If $A \subset \mathbb{R}^{n}$ is not closed, show that there is a continuous function $f: A \to \mathbb{R}$ which is unbounded. If $A \subset \mathbb{R}^{n}$ is not closed, show that there is a continuous function $f: A \to \mathbb{R}$ which is unbounded. Hint: If $x \in \mathbb{R}^{n} \backslash A$, but $x \notin int(\mathbb{R}^{n} \backslash A)$, let $f(y) = \frac{1}{|y - x|}$.
I'm having trouble coming up with a function. The only thing that comes to my mind is that the hint they gave could be a function used to show the claimed result, but that would mean at least in my thought process that $y$ is approaching some value of $x$ but never arrives at it and as such the function will blow up. If this is the idea that should be conveyed then I'm struggling to convey it more formally.
 A: The function is precisely the one given by the hint. 
Suppose $A \subseteq \mathbb{R}^n$ is not closed. Therefore, there are limit points of $A$ which are not elements of $A$. Let $x$ be one such point, and define $f : A \to \mathbb{R}$ by $f(y) = \|x-y\|^{-1}$. Since $x \notin A$, this function is well-defined on $A$. Moreover, since $y \mapsto \|y\|$ is a continuous function on $\mathbb{R}^n$, $f$ is also a continuous function. 
To see that $f$ is unbounded on $A$, fix a sequence $(x_n)_{n=1}^{\infty} \subset A$ such that $x_n \to x$. Then for every $\varepsilon > 0$ there is an $N \in \mathbb{N}$ such that $\|x-x_n\| < \varepsilon$ for each $n \geq N$. Let $M > 0$ be arbitrary. Then there is an $N \in \mathbb{N}$ such that $\|x-x_n\|< M^{-1}$ for each $n \geq N$. That is, $f(x_n) > M$ for each $n \geq N$. Since $M$ was arbitrary, we conclude that $f$ is unbounded on $A$.
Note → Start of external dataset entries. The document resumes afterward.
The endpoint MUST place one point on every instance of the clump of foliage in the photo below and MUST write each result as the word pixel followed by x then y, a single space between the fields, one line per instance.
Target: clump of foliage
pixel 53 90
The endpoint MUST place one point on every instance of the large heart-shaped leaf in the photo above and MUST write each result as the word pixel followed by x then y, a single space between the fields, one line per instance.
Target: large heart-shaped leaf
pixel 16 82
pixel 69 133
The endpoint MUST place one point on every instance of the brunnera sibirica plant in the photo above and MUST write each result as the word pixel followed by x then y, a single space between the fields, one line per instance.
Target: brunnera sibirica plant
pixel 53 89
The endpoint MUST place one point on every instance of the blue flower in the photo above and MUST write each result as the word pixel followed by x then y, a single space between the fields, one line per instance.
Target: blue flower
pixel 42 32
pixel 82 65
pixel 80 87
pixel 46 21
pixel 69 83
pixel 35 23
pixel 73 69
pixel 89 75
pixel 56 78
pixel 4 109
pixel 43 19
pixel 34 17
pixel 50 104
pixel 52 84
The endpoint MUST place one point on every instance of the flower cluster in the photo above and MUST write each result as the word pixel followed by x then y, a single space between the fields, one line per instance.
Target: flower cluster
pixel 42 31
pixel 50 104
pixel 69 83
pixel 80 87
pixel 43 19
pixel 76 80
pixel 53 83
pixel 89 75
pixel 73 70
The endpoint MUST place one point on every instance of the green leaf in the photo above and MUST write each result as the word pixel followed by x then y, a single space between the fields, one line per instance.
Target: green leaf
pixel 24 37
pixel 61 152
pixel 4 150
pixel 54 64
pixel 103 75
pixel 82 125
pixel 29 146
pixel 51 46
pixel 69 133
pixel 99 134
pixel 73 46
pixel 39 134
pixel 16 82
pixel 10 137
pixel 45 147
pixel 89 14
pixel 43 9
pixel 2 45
To address the question in the comments, suppose that


*

*A set $U \subseteq \mathbb{R}^n$ is defined to be open if for each $x \in U$ there exists $\varepsilon > 0$ such that $y \in U$ for each $y$ satisfying $\|x-y\| < \varepsilon$.
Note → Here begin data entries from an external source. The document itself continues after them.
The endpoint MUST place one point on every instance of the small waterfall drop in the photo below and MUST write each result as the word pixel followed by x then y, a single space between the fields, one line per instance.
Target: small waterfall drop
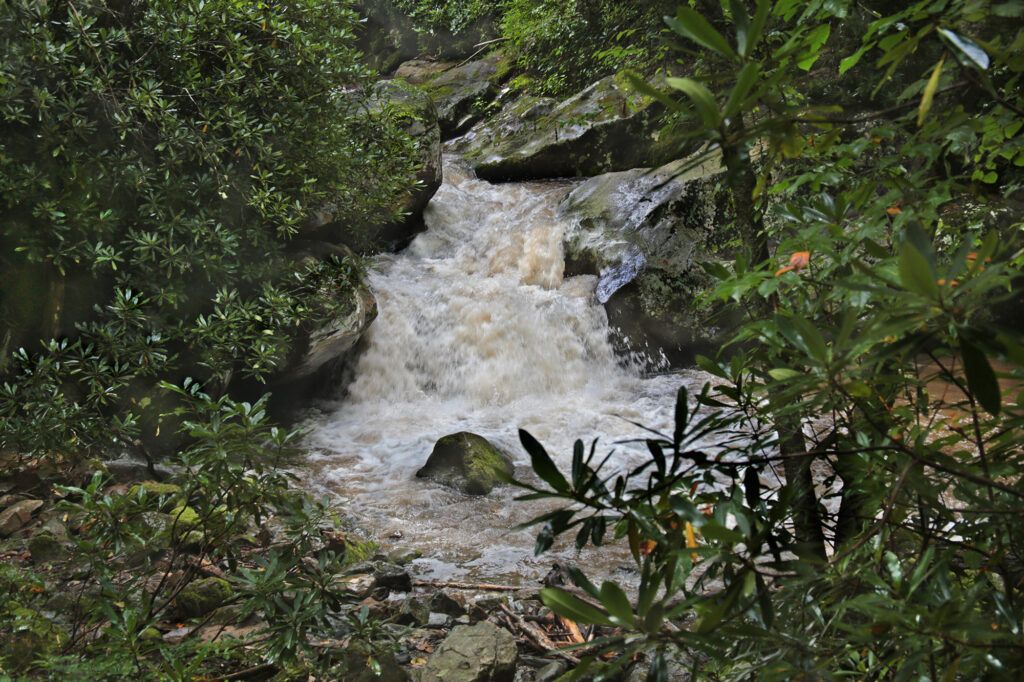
pixel 478 331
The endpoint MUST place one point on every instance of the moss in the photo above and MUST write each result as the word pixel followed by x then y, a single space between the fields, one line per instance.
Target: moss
pixel 155 487
pixel 358 549
pixel 203 596
pixel 468 462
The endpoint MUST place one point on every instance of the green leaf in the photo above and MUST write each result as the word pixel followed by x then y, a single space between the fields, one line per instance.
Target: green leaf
pixel 744 81
pixel 757 27
pixel 689 24
pixel 850 61
pixel 702 99
pixel 929 96
pixel 915 273
pixel 542 464
pixel 815 40
pixel 614 599
pixel 980 378
pixel 571 607
pixel 742 24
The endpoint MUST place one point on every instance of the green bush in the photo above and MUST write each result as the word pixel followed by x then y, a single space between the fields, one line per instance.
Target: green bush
pixel 841 502
pixel 156 162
*A set $F$ is defined to be closed if $\mathbb{R}^n \setminus F$ is open.

*The point $x$ is a limit point of the set $A$ if there exists a sequence $(x_n)_{n=1}^{\infty} \subseteq A$ with $x_n \ne x$ for each $n$ such that $x_n \to x$.


How do we know that a closed set contains its limit points?
Suppose $F$ is closed, and suppose $x$ is a limit point of $F$. Fix a sequence $(x_n)_{n=1}^{\infty} \subseteq A$ with $x_n \ne x$ for each $n$ such that $x_n \to x$. Then for every $\varepsilon > 0$, there exists $N \in \mathbb{N}$ such that $\|x-x_n\| < \varepsilon$ for each $n \geq N$. 
Is $x \notin F$? For the sake of contradiction, assume so. Since $\mathbb{R}^n \setminus F$ is open, we can fix $\overline{\varepsilon} > 0$ such that for any $y$ satisfying $\|x - y\| < \overline{\varepsilon}$, we have $y \in \mathbb{R}^n \setminus F$. On the other hand, we can fix $\overline{N} \in \mathbb{N}$ such that $\|x - x_n\| < \overline{\varepsilon}$ for each $n \geq \overline{N}$. But each of these $x_n$ is an element of $F$. This is a contradiction.